Stone objects: Anderson also mentions [2] 3 querns (evidently rotary judging from the examples) and several vessels, both circular and oval. There were also 2 small circular polished pebbles [3].

Fired clay: in the guard chamber were found several moulds for casting bronze ingots and the chain links mentioned above. There was also a small clay crucible. A small sherd of neck-band Everted Rim ware was recovered in 1972 (In the Hunterian Museum, University of Glasgow).
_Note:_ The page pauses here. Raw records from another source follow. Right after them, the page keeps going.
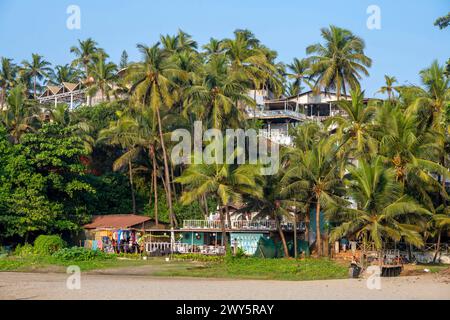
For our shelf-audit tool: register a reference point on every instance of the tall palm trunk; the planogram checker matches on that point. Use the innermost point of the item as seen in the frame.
(283, 239)
(438, 246)
(155, 183)
(34, 87)
(133, 198)
(173, 221)
(318, 236)
(307, 223)
(227, 210)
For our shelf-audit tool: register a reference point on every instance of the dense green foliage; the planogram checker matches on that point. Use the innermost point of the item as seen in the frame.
(376, 170)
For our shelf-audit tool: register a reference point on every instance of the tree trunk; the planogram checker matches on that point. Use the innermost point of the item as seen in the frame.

Dimensions: External diameter c. 15.5m (52ft), internal c. 6.6m (22ft) so the wall proportion is about 58.5%, remarkably high. A survey by the author in 1971-72 showed that the central court was not exactly circular; on the assumption that the exact circularity of most of the other brochs measured in this way means that the central court was carefully planned, a geometrical egg-shape was tentatively fitted on to it . If this is correct the diameter along the 'base ' of the egg would be 6.63m and that at right angles to this 6.65 m; it would thus be easy to assume the broch to be circular if no complete plan had been made. It is interesting that an egg-shape is detectable in Swanson's plan [7]. The egg-shape's dimensions are as follows. The inner wallface along the arc from just east of north to just west of south fits closely to half an ellipse with a long axis of 6.632m and a short one of 4.974 m; these could be equivalent to 8 and 6 megalithic yards (of 0.829m) respectively. The other half of the wallface, though more ruinous, fits well to an egg-shape as shown in the plan. This is drawn with arcs the centre points of which are defined by an equilateral triangle with sides of 1.66m or 2 MY. It is not possible to decide from a single site whether this close fit has come about by chance or by design, but one can at least infer that some kind of length unit was probably involved in setting out the site.

Sources: 1. NMRS site no. ND 36 NE 1: 2. Anderson 1901, 143: 3. Proc Soc Antiq Scot 35 (1907-08) 15-16 (finds): 4. RCAHMS 1911b, 13-14, no. 33 and fig. 5: 5. Young 1962, 184: 6. E W MacKie in Discovery and Excavation Scotland 1972, 17: 7. Swanson (ms) 1985, 562-67 and plan: 8. Lamb 1980, 20, 74, 96: 9. Heald and Jackson 2001, 129-47.